If the consistency required cannot be achieved, the read or write will fail.

Batches

A batch is not a transaction - it does not have rollback support. A batch does guarantee that every command in the batch will be executed. Batches are useful for keeping related data in sync.

BEGIN BATCH

INSERT INTO

tombstones

When something is deleted in Cassandra, a tombstone is created. The tombstone is treated just a like a write, so that nodes that are down can be repaired. When the node that was down when the delete occurred comes back online, the normal read repair process will update the node with the tombstone.

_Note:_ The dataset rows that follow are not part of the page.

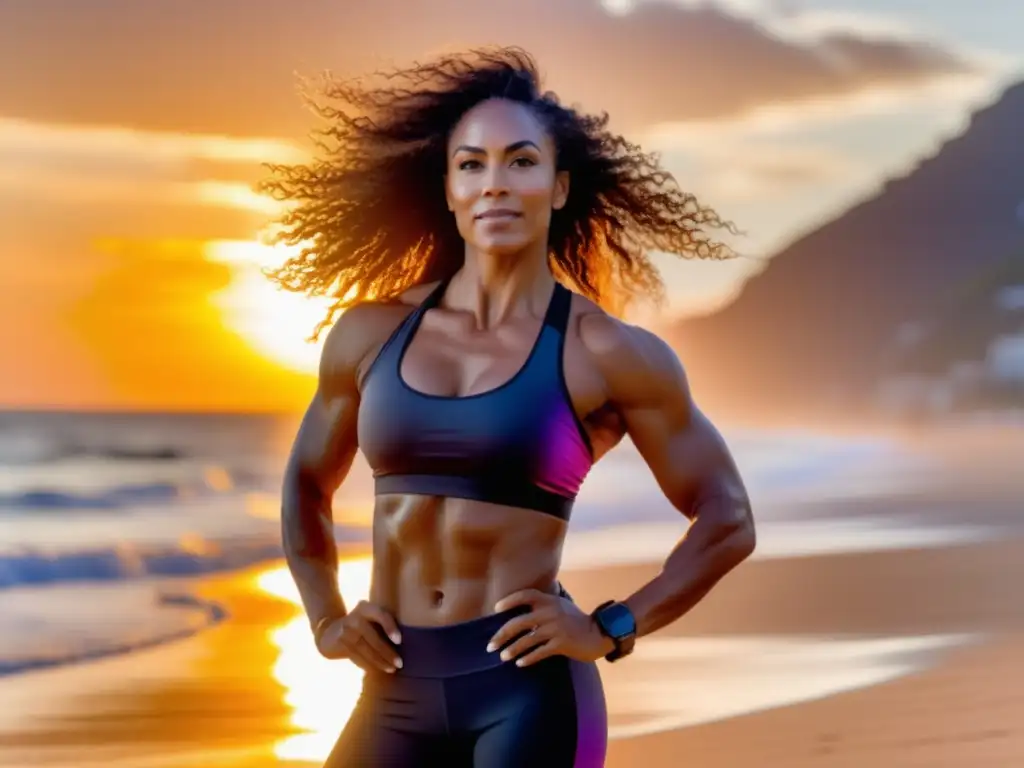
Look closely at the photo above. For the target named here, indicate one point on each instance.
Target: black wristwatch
(616, 622)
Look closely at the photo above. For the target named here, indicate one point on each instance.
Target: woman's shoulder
(368, 325)
(615, 345)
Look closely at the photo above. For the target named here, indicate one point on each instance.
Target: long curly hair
(368, 217)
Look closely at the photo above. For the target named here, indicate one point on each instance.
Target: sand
(897, 658)
(211, 700)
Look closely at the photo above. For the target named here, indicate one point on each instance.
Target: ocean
(108, 519)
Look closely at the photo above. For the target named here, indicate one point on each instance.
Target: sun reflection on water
(321, 693)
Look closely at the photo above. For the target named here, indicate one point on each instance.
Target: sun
(275, 323)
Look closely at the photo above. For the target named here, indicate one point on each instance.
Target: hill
(814, 333)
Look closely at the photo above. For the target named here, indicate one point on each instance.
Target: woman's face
(502, 182)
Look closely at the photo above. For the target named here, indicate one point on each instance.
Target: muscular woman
(483, 240)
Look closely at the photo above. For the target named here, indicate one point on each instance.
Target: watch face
(619, 621)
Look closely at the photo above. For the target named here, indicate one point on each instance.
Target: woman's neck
(495, 289)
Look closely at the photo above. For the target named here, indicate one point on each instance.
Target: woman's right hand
(355, 636)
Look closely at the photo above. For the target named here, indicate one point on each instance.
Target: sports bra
(519, 444)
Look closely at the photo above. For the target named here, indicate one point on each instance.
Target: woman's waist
(440, 601)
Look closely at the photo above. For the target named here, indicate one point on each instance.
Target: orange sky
(130, 134)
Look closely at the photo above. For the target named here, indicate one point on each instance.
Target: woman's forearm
(720, 538)
(307, 532)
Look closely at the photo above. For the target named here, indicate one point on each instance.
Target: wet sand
(768, 636)
(903, 657)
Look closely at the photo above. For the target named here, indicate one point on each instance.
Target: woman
(449, 217)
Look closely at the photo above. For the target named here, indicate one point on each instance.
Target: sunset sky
(131, 132)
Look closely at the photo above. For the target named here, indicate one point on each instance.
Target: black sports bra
(519, 444)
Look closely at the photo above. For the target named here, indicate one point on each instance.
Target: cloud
(209, 66)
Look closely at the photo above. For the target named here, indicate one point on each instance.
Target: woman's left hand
(555, 627)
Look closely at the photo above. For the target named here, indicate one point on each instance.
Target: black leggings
(454, 705)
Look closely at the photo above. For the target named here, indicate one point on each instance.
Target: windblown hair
(369, 216)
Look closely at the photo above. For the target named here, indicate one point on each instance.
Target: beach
(926, 672)
(881, 628)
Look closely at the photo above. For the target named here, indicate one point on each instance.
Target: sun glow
(321, 693)
(276, 324)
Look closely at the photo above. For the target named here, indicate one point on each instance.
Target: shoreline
(862, 625)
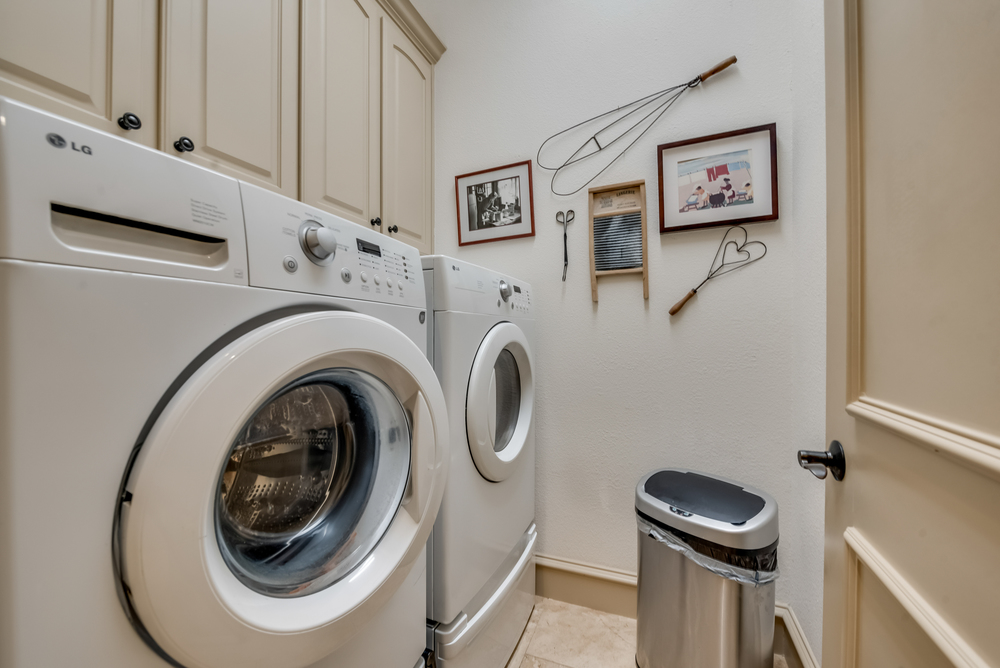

Tombstones are automatically garbage collected on a configurable interval (default is 10 days). It is important not to clean up tombstones too quickly, because if the tombstones are removed, and then a node that was offline when the tombstone was created comes back online, the the read repair will restore the data from the node that was offline when the delete occurred, making it so that the data that was supposed to be deleted comes back into the database.